Structural Health Monitoring of Electro-Mechanical Actuators in Aviation: Recent Breakthroughs and Further Challenges

Abstract

Electrical actuation systems have recently been introduced in aviation pursuing the concepts of More Electric Aircraft. Instead of employing hydraulic pipelines, Electro-Mechanical Actuator (EMA) transfers the power by “wires” with a consequent improvement of the aircraft actuation performance. However, the integration of linear electromechanical actuators is promising yet challenging in safety critical systems. Within this context, this work critically reviews electromechanical actuators currently available for aerospace application, the limits for their upcoming deployment and the different solutions to achieve an on-condition maintenance to reduce any safety risk during lifetime.

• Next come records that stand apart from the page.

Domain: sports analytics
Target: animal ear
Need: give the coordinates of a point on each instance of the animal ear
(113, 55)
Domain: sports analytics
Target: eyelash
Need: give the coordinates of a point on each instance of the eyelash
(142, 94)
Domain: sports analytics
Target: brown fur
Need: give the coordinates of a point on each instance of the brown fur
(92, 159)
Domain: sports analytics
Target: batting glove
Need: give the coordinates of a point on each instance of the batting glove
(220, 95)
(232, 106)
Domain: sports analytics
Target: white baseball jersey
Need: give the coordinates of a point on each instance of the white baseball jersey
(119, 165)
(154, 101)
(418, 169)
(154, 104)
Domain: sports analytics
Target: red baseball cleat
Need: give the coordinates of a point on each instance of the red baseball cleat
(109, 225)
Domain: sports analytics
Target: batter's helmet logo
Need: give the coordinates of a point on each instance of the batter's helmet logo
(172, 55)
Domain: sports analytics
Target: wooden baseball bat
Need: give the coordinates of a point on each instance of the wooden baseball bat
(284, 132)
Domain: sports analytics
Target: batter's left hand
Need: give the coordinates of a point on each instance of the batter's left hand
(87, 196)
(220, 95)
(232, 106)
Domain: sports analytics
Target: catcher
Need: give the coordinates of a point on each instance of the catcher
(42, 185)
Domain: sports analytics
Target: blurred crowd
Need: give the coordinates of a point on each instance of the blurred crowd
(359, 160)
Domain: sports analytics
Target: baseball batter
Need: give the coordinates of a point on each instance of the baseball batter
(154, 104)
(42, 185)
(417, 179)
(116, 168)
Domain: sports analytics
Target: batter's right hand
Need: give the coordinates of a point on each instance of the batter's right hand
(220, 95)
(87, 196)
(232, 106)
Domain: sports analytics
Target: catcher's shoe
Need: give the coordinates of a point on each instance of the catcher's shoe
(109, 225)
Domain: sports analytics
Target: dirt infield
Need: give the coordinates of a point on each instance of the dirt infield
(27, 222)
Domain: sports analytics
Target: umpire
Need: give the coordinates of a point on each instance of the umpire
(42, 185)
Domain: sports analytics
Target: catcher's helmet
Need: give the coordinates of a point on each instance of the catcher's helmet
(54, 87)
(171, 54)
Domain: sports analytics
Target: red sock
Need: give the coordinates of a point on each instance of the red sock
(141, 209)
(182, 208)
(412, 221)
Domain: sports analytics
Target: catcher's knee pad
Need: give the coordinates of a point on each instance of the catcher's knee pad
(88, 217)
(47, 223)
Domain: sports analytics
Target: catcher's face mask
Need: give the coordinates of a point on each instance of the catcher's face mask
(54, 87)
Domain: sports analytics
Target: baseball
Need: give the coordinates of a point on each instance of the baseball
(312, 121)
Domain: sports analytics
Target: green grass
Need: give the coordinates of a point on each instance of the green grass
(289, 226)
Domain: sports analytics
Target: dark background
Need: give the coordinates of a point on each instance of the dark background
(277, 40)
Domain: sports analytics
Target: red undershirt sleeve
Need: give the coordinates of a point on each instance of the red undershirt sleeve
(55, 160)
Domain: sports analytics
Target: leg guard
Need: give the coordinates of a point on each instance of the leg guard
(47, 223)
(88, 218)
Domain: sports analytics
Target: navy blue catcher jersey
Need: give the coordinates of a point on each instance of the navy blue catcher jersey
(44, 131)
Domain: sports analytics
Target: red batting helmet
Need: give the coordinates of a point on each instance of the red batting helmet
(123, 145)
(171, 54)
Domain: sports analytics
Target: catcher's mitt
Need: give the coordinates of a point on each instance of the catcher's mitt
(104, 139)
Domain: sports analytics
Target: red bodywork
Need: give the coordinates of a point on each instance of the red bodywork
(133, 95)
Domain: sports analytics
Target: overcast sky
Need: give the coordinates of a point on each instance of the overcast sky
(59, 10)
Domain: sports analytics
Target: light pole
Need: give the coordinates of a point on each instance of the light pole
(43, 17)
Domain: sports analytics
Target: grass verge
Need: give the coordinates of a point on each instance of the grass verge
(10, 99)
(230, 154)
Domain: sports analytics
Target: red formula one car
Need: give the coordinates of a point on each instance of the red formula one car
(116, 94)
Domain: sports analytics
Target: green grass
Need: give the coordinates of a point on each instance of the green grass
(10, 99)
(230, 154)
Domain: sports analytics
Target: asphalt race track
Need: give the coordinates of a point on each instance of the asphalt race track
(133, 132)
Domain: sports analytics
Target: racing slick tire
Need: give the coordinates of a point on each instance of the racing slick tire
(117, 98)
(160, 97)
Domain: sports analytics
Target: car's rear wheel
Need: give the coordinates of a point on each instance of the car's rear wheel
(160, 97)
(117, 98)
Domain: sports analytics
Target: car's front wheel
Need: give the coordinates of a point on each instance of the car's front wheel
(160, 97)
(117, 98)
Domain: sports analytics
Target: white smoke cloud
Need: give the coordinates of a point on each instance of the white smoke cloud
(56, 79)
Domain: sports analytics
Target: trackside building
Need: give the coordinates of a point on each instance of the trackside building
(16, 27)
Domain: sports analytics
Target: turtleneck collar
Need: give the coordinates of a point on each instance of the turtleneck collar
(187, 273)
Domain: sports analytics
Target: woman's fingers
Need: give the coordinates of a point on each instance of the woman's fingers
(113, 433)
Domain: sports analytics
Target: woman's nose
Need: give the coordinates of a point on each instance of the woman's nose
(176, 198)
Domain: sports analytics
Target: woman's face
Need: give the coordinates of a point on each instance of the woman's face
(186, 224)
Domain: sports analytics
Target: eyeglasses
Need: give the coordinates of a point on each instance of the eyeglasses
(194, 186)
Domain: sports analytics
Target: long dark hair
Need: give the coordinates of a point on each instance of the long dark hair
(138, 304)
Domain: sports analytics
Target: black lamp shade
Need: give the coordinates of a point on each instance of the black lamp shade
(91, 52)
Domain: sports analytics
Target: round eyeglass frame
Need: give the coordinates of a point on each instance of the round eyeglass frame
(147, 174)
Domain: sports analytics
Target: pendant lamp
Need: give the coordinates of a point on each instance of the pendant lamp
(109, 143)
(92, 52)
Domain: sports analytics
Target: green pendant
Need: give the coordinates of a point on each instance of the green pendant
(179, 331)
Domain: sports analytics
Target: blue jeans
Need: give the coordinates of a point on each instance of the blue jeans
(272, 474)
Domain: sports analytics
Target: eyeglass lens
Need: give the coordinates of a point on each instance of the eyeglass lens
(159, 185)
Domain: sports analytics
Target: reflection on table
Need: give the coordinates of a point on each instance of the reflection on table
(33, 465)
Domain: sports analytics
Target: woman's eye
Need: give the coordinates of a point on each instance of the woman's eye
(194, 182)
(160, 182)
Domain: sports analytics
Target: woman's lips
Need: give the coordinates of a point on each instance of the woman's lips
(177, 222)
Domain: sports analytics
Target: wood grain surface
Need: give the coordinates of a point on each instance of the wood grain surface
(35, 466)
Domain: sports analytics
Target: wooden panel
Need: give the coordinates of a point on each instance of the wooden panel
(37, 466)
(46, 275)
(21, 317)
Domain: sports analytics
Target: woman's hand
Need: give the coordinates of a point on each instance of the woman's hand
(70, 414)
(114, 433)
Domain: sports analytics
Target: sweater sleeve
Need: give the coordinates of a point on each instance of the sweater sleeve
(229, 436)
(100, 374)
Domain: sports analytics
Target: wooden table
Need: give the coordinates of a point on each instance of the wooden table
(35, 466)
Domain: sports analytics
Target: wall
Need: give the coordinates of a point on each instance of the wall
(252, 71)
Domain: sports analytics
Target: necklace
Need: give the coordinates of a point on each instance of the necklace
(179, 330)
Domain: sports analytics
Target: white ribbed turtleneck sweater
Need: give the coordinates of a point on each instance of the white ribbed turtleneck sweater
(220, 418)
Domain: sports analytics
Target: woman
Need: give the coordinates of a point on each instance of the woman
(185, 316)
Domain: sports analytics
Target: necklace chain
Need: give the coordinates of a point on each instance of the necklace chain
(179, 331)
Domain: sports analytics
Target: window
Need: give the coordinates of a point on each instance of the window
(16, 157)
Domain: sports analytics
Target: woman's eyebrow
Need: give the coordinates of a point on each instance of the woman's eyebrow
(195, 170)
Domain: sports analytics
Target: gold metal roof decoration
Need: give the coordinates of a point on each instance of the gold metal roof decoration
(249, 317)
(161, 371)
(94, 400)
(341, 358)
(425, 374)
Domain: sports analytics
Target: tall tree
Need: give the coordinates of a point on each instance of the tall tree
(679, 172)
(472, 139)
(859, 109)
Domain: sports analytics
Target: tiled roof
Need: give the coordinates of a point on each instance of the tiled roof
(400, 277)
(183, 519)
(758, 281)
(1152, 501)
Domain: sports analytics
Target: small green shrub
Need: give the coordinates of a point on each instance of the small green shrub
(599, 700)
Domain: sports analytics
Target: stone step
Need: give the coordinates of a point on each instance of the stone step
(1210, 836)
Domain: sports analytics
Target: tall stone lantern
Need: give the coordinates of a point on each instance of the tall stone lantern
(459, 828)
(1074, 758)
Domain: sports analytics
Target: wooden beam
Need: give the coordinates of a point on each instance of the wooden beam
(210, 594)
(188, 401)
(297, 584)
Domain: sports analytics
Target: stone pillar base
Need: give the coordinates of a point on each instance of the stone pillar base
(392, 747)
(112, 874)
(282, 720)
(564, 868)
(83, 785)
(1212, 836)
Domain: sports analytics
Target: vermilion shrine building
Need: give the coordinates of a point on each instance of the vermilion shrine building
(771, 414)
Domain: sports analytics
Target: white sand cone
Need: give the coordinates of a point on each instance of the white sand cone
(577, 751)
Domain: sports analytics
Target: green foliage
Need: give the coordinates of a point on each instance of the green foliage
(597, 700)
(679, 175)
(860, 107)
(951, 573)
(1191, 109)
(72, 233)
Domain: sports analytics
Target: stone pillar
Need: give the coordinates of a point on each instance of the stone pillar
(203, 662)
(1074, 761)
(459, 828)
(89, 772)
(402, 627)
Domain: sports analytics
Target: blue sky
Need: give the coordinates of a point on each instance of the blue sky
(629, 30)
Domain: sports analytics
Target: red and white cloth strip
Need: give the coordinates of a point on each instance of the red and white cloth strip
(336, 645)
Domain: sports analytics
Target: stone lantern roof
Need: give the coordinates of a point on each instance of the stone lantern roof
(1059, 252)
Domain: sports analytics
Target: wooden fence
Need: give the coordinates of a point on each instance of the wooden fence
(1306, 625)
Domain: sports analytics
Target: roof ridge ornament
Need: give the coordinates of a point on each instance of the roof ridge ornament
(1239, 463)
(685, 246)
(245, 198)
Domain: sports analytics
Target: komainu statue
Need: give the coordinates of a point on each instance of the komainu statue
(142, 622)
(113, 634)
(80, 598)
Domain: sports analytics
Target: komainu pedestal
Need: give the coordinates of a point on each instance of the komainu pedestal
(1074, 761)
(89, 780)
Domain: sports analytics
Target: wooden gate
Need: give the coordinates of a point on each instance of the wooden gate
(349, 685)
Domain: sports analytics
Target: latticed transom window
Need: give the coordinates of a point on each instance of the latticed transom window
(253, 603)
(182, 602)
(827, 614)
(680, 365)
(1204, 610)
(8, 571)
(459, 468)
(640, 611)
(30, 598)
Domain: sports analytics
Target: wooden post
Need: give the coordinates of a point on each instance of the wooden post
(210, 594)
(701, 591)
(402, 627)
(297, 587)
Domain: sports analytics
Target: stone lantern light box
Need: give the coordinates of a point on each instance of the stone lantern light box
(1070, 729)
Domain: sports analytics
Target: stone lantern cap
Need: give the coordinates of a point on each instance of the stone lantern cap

First of all, the typical conversion mechanism adopted so far are briefly described with emphasis on the most suited for aerospace applications. A further insight is given to failure modes of these systems, which dramatically contrast the countless inherent advantages thereof. A particular attention is given to the jamming of the driven load, which is a critical mechanical transmission failure in many applications such as primary flight controls or landing gears extension and steering. Finally, the focus is moved to possible strategies to avoid any hazard induced by this failure. In particular, any structural alteration which is prone to induce jamming can be monitored towards the establishment of a predictive maintenance. Different possibilities are available in the way to timely assess the bearing of inner EMA surfaces where screwing is enabled.